Poland's treasury minister said Thursday that the country may start producing shale gas for commercial use in 2014, a move that should help the country limit its reliance on neighboring Russia for a large chunk of its energy needs.
Mikolaj Budzanowski said that commercial production of up to 1 billion cubic meters per year could start in late 2014. He said the deposits could be up to 2 trillion cubic meters, enough to add to Poland's energy mix for decades.
Poland is seeking to diversify its energy sources to cut dependence on Russian imports and its shale gas deposits are a major element in the plan. Nuclear energy and renewable sources are also to be added to the energy mix.
Poland's annual gas consumption is 14 billion cubic meters and 70 percent of that comes from Russia, at prices dictated by its Gazprom monopoly.
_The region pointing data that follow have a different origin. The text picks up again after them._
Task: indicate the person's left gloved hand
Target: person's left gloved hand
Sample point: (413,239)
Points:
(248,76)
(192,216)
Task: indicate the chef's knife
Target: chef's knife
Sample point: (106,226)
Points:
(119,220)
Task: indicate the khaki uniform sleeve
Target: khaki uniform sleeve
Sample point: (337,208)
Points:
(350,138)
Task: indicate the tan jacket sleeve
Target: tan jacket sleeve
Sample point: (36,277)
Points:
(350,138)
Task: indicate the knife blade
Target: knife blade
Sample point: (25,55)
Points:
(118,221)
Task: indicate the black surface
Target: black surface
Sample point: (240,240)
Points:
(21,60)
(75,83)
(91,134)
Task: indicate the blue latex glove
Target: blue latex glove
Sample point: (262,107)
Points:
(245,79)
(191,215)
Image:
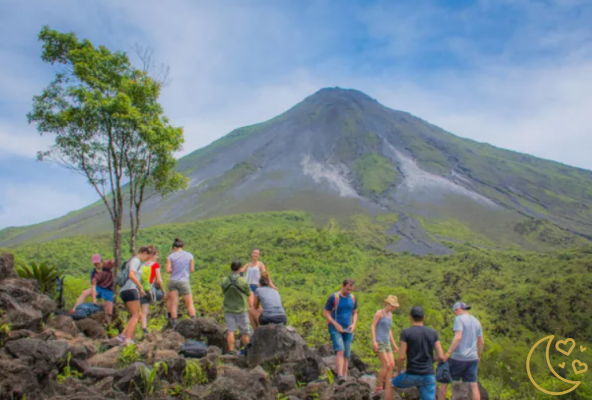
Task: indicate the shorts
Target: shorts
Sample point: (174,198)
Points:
(183,287)
(385,347)
(242,320)
(105,294)
(273,320)
(341,341)
(152,295)
(129,295)
(465,370)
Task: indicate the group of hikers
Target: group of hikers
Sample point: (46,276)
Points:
(251,299)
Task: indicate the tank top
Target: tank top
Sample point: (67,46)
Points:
(253,275)
(383,329)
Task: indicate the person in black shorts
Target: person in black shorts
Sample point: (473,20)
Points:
(417,345)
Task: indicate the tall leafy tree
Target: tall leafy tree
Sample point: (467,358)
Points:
(108,126)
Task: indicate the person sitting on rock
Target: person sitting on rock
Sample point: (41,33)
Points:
(254,269)
(341,313)
(417,345)
(132,290)
(102,282)
(236,292)
(269,299)
(382,338)
(153,286)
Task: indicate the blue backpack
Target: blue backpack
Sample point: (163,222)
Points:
(85,310)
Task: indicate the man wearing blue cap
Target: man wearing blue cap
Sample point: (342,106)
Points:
(465,351)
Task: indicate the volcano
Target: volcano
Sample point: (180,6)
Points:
(340,153)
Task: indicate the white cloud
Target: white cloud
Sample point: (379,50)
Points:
(24,204)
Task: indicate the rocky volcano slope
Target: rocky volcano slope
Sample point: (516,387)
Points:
(340,152)
(53,357)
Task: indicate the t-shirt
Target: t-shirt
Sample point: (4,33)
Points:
(153,269)
(236,292)
(420,349)
(103,278)
(180,263)
(344,311)
(471,329)
(134,264)
(270,301)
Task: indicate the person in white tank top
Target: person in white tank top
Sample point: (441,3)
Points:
(253,271)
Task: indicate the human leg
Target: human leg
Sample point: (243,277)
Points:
(188,300)
(145,310)
(347,341)
(85,293)
(231,324)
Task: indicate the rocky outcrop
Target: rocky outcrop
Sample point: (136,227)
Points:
(278,363)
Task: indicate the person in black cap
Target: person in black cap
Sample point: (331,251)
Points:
(417,345)
(465,351)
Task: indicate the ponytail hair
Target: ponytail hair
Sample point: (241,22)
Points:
(264,280)
(178,243)
(150,250)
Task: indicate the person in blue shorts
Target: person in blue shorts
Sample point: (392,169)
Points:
(464,353)
(341,313)
(102,282)
(417,346)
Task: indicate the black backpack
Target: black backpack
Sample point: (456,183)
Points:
(194,349)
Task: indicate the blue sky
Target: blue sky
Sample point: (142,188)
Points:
(513,73)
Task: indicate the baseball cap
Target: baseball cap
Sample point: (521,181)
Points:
(460,304)
(417,311)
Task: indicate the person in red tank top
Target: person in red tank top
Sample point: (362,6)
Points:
(156,292)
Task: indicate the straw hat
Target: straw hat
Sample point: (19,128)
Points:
(392,300)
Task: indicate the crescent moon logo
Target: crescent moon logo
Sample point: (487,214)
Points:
(550,339)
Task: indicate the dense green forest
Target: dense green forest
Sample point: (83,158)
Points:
(518,296)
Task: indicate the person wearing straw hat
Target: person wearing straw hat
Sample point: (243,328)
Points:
(382,338)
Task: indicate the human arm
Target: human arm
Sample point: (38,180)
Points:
(158,279)
(458,328)
(264,270)
(373,331)
(440,352)
(134,278)
(394,344)
(401,358)
(480,346)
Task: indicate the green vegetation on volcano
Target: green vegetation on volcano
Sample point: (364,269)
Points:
(519,296)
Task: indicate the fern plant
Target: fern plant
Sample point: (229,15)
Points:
(151,377)
(44,274)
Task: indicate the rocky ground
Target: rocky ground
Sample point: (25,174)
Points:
(49,356)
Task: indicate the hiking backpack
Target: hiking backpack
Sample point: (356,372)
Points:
(85,310)
(336,303)
(193,349)
(123,274)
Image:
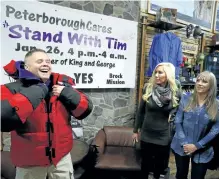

The nation's reserves are still being estimated and a state assessment based on geological research done in the 20th century is to be presented on Wednesday. It is expected to be well below the 5.3 trillion cubic meters estimated by the U.S. Energy Information Administration.
Some 20 international companies _ many of them American _ have obtained licenses to explore for shale gas and some have done some test drilling.
The technology of extracting gas from shale rock through hydraulic fracturing was developed in the United States. The move gave the U.S. a level of independence in the gas sector and led to sharply lower gas prices.